Artigo: A Tecnologia e sua real contribuição para economia dos gastos públicos.

Notícias - 21, junho, 2021
Por Ana Priscila A. de Queiroz

Fugindo à regra, essa semana vou me eximir de tratar da análise do Parecer da AGU em razão de entender que existe vida fora das tretas jurídicas relacionadas ao “Pode, mas não deve usar a Lei 14.133/2021”; ou seria: “Não pode e não deve?”. Enfim… Em um mundo alheio as polêmicas trazidas pela NLL eis que surge a Lei Complementar n• 182/2021, também chamada de Marco das Startups e do empreendedorismo inovador.

A citada Lei Complementar, publicada há pouco mais de 1 semana, além de criar uma nova modalidade de licitação, estabelece:

– Princípios e as diretrizes para a atuação da administração pública no âmbito da União, dos Estados, do Distrito Federal e dos Municípios (art. 1, inciso I);

– Apresenta medidas de fomento ao ambiente de negócios e ao aumento da oferta de capital para investimento em empreendedorismo inovador; e

– Disciplina a licitação e a contratação de soluções inovadoras pela administração pública.

Faz-se necessário destacar que a Lei em comento traz ao longo de seu texto a definição de vários termos, a fim de que não paire nenhuma dúvida sobre quais empresas seriam consideradas startups, o que seria sandbox regulatório, investidor anjo, dentre outros conceitos.
Trata, ainda, da forma como se efetivaria a escolha da melhor solução tecnológica para solução do problema, intitulando o Contrato como: Contrato Público para Solução Inovadora – CPSI, que será prévio ao Contrato de Fornecimento da Solução Tecnológica.

É URGENTE destacar que inevitavelmente a tecnologia tem que estar atrelada à Administração Pública.

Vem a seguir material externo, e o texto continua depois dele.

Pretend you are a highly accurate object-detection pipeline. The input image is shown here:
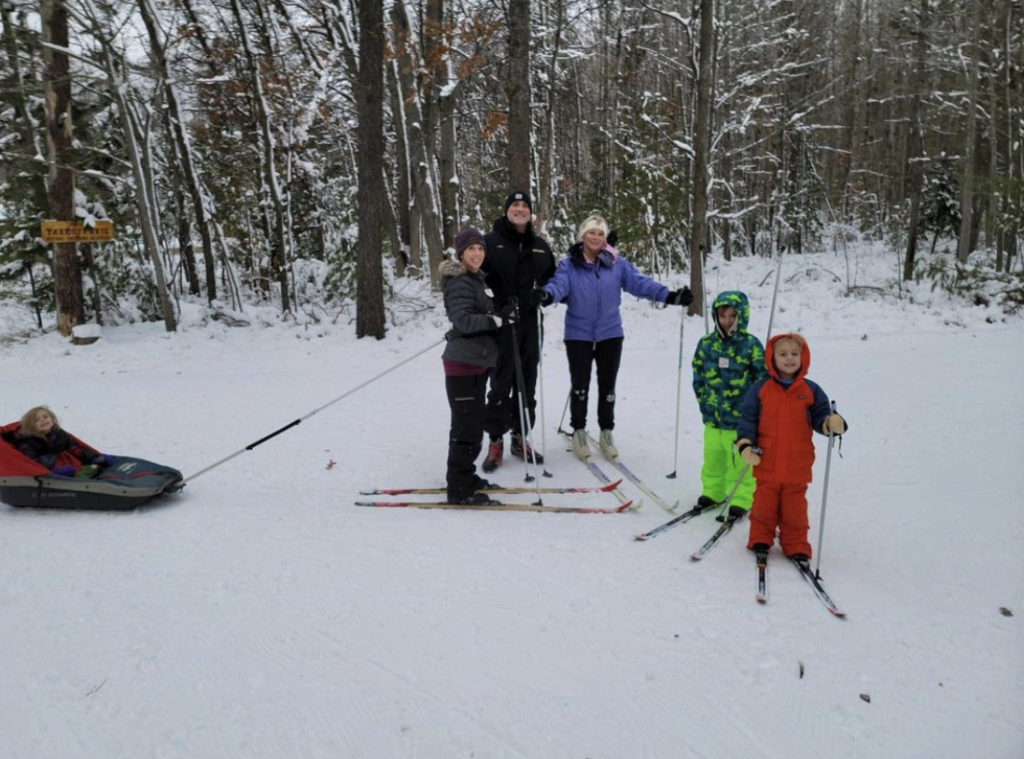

Podemos citar e destacar exemplos de soluções inovadoras que trouxeram uma economia impactante para os Órgãos Públicos, a exemplo do TáxiGov (2017), que desde então já trouxe uma economia de R$ 30 milhões e a implementação do Almoxarifado virtual (2021) que tem como expectativa economizar R$ 78 milhões.

Em suma, a nova Lei Complementar traz soluções. Eu sou da corrente que primeiro foca a solução e depois define o que deve ser feito pra resolver a problemática.

Mais ação.
Mais planejamento.
Mais inovação.
Mais tecnologia.
Mais eficiência.
Mais economia de escala.

Por mais Inovação que tragam resultados concretos e por Menos discussões que não vão contribuir com a solução de problemas.